Como estudiante de un colegio alemán en la década de 1980, desde pequeño me acostumbré a los maestros de hierro. En esa época al menos, los alemanes que fungían como profesores no eran especialmente amables. Uno asocia la cultura alemana con tecnología, con la búsqueda de eficiencia, con la argumentación lógica, con la disciplina, con la puntualidad si se quiere, ¿pero con la compasión, con la seducción, con la empatía? Nah.
¡Cómo odiaba el alemán! No era solo la brusquedad del idioma en sí, cuya pronunciación implica con frecuencia simular que uno tiene una flema atorada en la garganta, eran los artículos y el objeto directo e indirecto y el verbo al final de las frases con determinadas conjunciones. Pero, sobre todo, eran los profesores que gritaban y que, al menos en los primeros años de primaria, no tenían problemas en dar un pellizquito o empujar para hacer más insoportable su clase.
Los profesores colombianos, con algunas gratas excepciones, tampoco es que fueran especialmente compasivos. Aunque quizás esté siendo injusto: ¿eran los profesores de algún colegio compasivos, empáticos, en la década de 1980? ¿O andaba la mayoría con cara de escopeta marchando como sargentos de poca monta?
Después me he encontrado con personajes parecidos –uno que otro profesor en la universidad, uno que otro jefe o jefa– y, aunque no han sido personas agradables de tratar, quizás por mi formación su rigidez, más allá de atemorizarme, me ha divertido incluso. Han sido maestros de paciencia, nada más.

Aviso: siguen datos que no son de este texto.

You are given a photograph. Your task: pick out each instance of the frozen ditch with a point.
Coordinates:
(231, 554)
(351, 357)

Por esa misma formación quizás también recuerdo con especial afecto a un profesor de acuarela que tuve cuando tenía casi 30 años. Lo conocí en una escuela de artistas a la que decidí asistir para mejorar mi técnica con el material. En la clase los estudiantes nos sentábamos alrededor de un modelo que se ubicaba en el centro de un salón. El profesor, un hombre de 80 años o más, pasaba de puesto en puesto, hacía comentarios y retocaba las piezas. Aunque yo hacía lo mejor que podía, mi dibujo no se parecía en absoluto al modelo. Al pasar por mi puesto, el profesor miró la pieza y con suavidad me dijo: “Voy a intervenirla, pero debe prometerme que seguiremos siendo amigos”. Asentí con sorpresa. Acto seguido, empezó a rehacer todas las líneas que yo había trazado. Contrario a lo que podría uno imaginar, no sentí ni aburrimiento ni frustración ni nada perecido, solo asombro.
Cuando estoy en una posición parecida a la del profesor, intento recordar el tono con el que me habló, pero mi éxito es moderado: los alemanes, admito, parecen haber sido bastante eficientes y me cuesta no ser, yo mismo, un maestro de hierro.